Судур запрокинул голову и захохотал. Танн поджал губы.

– Кочевники не нанимают, монгу, – проговорил мужчина, успокоившись. – Да даже если бы нанимали, то уж точно не батраков. Мы всё делаем сами – от еды до представлений, и денег друг с друга не просим.

Нехорошо, но шанс есть. Танну рассказывали, что в кочевые кланы принимали чужаков, если те могли показаться полезными.

– У меня особый талант, – вежливо улыбнулся он. – Хочешь, докажу, что могу вам пригодиться?

– Что ж, валяй.

Кожи коснулся морозец. Танн отставил ногу и встал в боевую стойку, а затем резко опустил руки и отвел их, будто разрубая воздух. Его движения создали две полосы льда, уходящие назад подобно полозьям оленьей упряжки. Затем джинн снова встал прямо и хлопнул в ладоши: когда развел, между ними тут же возник витой синеватый клинок. Танн полюбовался им немного и отпустил дар. Созданный из воздуха меч упал на землю и растаял.

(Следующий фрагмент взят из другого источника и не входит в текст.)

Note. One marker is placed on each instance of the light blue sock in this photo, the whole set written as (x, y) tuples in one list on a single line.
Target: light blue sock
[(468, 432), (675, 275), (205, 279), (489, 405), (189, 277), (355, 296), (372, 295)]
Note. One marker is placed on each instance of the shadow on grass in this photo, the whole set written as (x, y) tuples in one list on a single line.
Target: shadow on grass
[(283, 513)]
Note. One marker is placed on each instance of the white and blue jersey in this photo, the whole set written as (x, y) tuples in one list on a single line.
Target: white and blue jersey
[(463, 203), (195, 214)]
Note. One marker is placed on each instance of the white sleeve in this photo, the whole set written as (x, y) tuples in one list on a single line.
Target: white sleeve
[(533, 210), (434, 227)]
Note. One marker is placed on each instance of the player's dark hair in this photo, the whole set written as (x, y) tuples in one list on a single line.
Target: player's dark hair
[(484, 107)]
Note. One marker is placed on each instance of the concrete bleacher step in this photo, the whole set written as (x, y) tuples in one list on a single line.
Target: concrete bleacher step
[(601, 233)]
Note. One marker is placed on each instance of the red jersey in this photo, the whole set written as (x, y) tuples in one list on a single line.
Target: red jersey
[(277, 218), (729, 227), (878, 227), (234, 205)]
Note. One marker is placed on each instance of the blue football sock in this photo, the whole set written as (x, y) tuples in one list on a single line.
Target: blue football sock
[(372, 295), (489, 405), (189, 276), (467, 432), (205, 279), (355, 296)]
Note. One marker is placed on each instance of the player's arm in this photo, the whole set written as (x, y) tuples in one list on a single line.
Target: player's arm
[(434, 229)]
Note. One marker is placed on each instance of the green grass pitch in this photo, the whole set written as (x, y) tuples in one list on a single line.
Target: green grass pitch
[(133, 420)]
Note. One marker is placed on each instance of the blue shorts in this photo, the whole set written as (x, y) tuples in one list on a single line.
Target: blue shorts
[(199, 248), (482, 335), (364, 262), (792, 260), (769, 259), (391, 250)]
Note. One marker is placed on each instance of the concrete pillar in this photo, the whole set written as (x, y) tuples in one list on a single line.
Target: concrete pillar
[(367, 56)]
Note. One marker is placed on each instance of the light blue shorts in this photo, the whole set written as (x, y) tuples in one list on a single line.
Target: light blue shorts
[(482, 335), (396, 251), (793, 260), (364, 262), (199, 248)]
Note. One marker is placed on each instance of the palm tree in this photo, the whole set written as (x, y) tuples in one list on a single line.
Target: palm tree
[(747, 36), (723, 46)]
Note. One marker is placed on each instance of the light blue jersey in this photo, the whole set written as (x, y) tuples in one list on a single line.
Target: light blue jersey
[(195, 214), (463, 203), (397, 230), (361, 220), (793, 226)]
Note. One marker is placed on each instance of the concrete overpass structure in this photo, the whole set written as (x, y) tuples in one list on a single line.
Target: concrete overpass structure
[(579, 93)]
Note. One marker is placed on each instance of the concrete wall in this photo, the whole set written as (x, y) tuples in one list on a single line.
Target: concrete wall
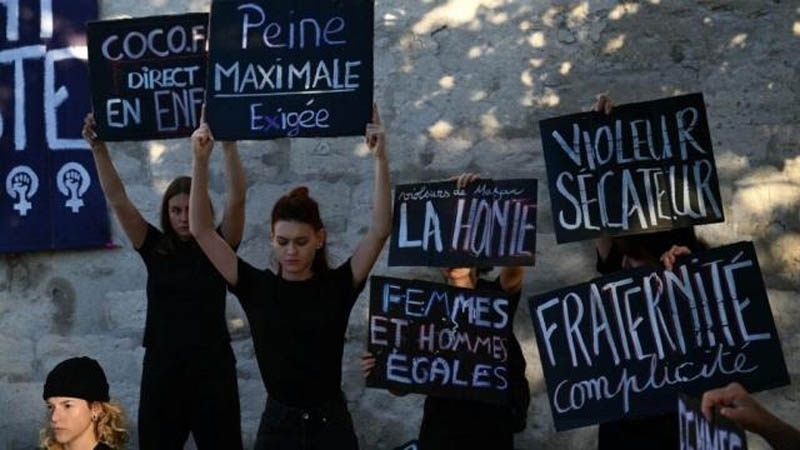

По виду стоявших напротив джиннов он с распознал удивление и порадовался, что смог обмануть их ожидания. Однако маг не позволил себе улыбнуться и краем рта – ждал, что скажет Судур. Тот склонил голову в знак уважения и вдруг выбросил кулак. Земля под ногами мелко затряслась, пошла трещинами и вздыбилась, сбив Танна с ног. Тот скрипнул зубами и неловко подскочил, переместив вес тела на мысок левой ноги. Что-то негромко хрустнуло, но джинн устоял, надеясь, что это был всего лишь щелчок сустава. Равновесие удержать удалось; Танн отступил от образовавшейся под ним кочки, отряхнул рубаху и выжидающе посмотрел на артиста. Судур хмыкнул и негромко зааплодировал.

– Ты устоял, – тон его стал заметно приветливее.

– Это было нелегко.

– Что ж. Заходи, разделим эрпек19, – Судур отвернулся и сделал приглашающий жест. Его жена взяла сыновей за руки и скрылась в юрте.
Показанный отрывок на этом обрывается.